How does hypnotherapy work?
It’s a very similar state to meditation but we engage more of the imagination – the right side of the brain. It is only ever the emotional part of our minds that can cause us unwanted feelings and emotions. We start to get your imagination to work in your favour rather than against you.
What can people expect from their very first hypnotherapy session?
We talk through the issue and I make sure I have a good clear picture of what needs to be addressed. I get people to chat through their history so I can identify where any limitations may be stemming from. It’s also important to talk about how people want to feel. We get so distracted by how we don’t want to feel we can almost forget it is we DO want. Then we start the hypnosis part of the session which can take up to an hour. The first session is all about starting to break down the barriers and any emotional resistance. Obviously the fewer barriers someone has the quicker it will be.
What do you wish more people knew or understood about hypnotherapy?
I wish they wouldn’t be scared of it or see it as a mystical thing. The unconscious mind is part of the mind that isn’t easily accessible in everyday life but that doesn’t mean you should be afraid of it. Fundamentally we are all the same and want to feel safe, loved and protected. Hypnosis is a natural state and not how the media makes out at all.
“The unconscious mind is part of the mind that isn’t easily accessible in everyday life but that doesn’t mean you should be afraid of it.”
Is there an ideal candidate for hypnotherapy? What kind of people do you feel benefit most from hypnotherapy?
Many of my clients have said this is like a short cut and wish they had known about it years ago. If someone has tried everything and still feels stuck in bad habits or with emotional problems then it’s a great way of fast-tracking the issue. People spend years in therapy is what we address in just a few sessions.
Let’s talk about the technique of regression. What specifically drew you to this technique?
I love regression because it allows us to make each session individual to the person. It’s a method that involves regressing people to the cause of their issue. It’s usually a time when the person learnt to feel unsafe or picked up a bad habit such as a food addiction. There is always a reason why someone is thinking or feeling the way they do and what we do is teach your mind to think rationally about it. If we are young or go through shock we have no logic so ideas become stuck in the emotional mind. We essentially update old programmes.
“There is always a reason why someone is thinking or feeling the way they do and what we do is teach your mind to think rationally about it.”
In what way do you feel regression helped you with your confidence?

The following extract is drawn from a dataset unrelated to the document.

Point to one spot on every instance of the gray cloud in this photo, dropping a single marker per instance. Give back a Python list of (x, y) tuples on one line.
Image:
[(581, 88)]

I myself moved schools many times when I was young and learnt to feel unsafe. I used to blush, worry and overthink. I learnt to feel in a heightened state but this was just my mind trying to protect me from perceived danger. When I worked through this I was much calmer and more relaxed to be myself.

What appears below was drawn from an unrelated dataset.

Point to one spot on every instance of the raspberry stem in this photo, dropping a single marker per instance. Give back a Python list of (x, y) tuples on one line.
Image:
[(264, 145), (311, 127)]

How do you deal with anxiety?
If I feel myself becoming slightly worried about something or on edge I do guided meditation or self-hypnosis downloads. They help relax me and bring logic back into my thought processes.
Tell us about some quick, on-the-go confidence boosting tricks you swear by
When we feel anxious our bodies go into a heightened state and we produce more adrenaline. This can speed up our heart rate and make us breathe faster. Make a conscious effort to slow this down and this will trick your body into thinking you are relaxed.

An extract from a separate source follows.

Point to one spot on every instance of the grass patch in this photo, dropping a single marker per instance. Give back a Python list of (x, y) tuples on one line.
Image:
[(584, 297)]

Remember you are enough. The biggest fear we have is that we aren’t good enough and we learn to question ourselves thinking we should be doing more. When we learn that we are enough we put less pressure on ourselves and as a result become more relaxed.
Learn to let go. When I had anxiety I used to want to control everything. That’s what made me want to learn hypnotherapy – I needed to know why it worked when nothing else did. There are some things in life we can’t control and we need to be ok with that. Doubt doesn’t mean danger.
“There are some things in life we can’t control and we need to be ok with that. Doubt doesn’t mean danger.”